That Was Kind Of Dark!
Frankly, there is nothing more embarrassing to me than spending time trying to verbalize something crazy you’ve concocted in your head, only for someone to immediately be like, “um, hm, okay. That was kind of dark! How about you just try being neurotypical?”
By Katie Mather
I’ve been keeping a log of the progression of my thoughts for the last couple of days in a small, very plain-looking notebook, so that the next time I hit a low point I can anticipate that it will take approximately X days to recover from it. I’m hoping it will give me comfort—the only (somewhat ironic) problem with this method is that I have to remind myself to think about whether I’ve thought about the thing that I’m trying to stop thinking about so I can write it down.
I was trying to explain this method to a friend, who I rarely see and who I only really hang out with during the week because I get nervous when I have nothing going on after work—which is a legitimate (and usually dismissed) fear of mine that comes from when I was at my most depressed and I would lie in my bed in the dark, trapped under my comforter in an oversized fraternity shirt and Christmas underwear with fraying elastic for days. Anyway, I had agreed to see her, and we met on the roof of her apartment building and watched the sky turn pink and I remember thinking I would’ve enjoyed the scenery a lot more if she were anyone else. I can say this, because I know she won’t read it. And because it’s true.

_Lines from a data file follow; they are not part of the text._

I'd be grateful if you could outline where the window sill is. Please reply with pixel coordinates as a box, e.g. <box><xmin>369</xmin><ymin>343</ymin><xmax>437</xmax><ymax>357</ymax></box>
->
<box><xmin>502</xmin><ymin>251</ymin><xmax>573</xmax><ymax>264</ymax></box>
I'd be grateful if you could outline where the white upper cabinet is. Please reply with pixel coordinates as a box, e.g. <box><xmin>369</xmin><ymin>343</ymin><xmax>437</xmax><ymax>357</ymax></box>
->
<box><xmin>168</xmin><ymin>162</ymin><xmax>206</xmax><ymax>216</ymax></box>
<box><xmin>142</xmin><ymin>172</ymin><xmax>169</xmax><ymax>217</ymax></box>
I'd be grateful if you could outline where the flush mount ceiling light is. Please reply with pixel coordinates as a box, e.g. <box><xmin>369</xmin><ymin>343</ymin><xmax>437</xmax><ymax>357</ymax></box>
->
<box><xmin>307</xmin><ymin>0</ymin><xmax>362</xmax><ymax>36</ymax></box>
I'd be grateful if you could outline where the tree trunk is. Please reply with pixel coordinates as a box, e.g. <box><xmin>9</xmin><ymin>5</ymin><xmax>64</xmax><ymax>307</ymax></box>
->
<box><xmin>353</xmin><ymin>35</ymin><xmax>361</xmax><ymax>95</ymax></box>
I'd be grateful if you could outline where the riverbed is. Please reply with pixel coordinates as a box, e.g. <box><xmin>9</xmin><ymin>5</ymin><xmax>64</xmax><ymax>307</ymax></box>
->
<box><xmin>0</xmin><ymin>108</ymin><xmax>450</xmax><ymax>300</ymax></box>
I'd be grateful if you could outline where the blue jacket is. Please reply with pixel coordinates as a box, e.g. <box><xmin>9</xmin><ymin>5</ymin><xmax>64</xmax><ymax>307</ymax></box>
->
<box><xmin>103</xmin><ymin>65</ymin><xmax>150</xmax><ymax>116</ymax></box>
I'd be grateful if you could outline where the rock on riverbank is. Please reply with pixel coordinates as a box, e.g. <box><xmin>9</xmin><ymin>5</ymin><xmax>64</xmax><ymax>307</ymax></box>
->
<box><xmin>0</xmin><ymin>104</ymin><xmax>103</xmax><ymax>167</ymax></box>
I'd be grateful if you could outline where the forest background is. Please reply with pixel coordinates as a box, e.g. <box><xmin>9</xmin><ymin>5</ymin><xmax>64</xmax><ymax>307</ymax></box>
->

She asked me about him—to be polite—and while she was still talking, I tried to remember if I had thought about him that day at all and then considered the fact that I was currently thinking about him (she had asked how we met) counted as me still thinking about him. Fuck me, another day. I swapped the ring I wear on my left middle finger to my left pointer finger, so that I would remember to write it down later. This is a habit I picked up from my mom to remember things. It is almost infallible.
So I told her about what I was doing and how I was doing it in a bizarre attempt to organize and stay on top of everything that was making my depression unmanageable—because it was starting to seep into my REM cycles and attention span at work—and she told me I should consider processing my emotions, like a regular human being.
I’d rather die than properly process my emotions. I don’t want to know what’s down there.
Also, frankly, there is nothing more embarrassing to me than spending time trying to verbalize something crazy you’ve concocted in your head, only for someone to immediately be like, “um, hm, okay. That was kind of dark! How about you just try being neurotypical?”
It reminds me of how so many people who fetishize a certain level of sadness—a cutesy sadness, a convenient sadness—get completely grossed out when I start digging up a bunch of darkness for them to look at. Spiders aren’t pouring out of my eyes, I’m just telling you that I need to keep track of how long I have these thoughts.
Nobody who hasn’t had depression wants to hear about depression. That’s what also really freaks me out about writing about this—because I’m supposed to be generating traffic!!! People are supposed to read this. I never considered that my feelings were ever going to be measured by page views and shares and clicks and ads. Are my feelings sellable? Is that anecdote about me spending days lying in my bed in the dark, trapped under my comforter in an oversized fraternity shirt and Christmas underwear with fraying elastic, going to make people click?
I’ve been reading a lot of Jenny Zhang’s work recently and found (and loved and hated):
The failure to move someone with what you think is the tragedy of your existence. I don’t know, or just another way of saying #noonecares.
Kind of dark, right?
Anyway, I have thought about him at least once a day, every day, for several months. I just assume one day it will stop.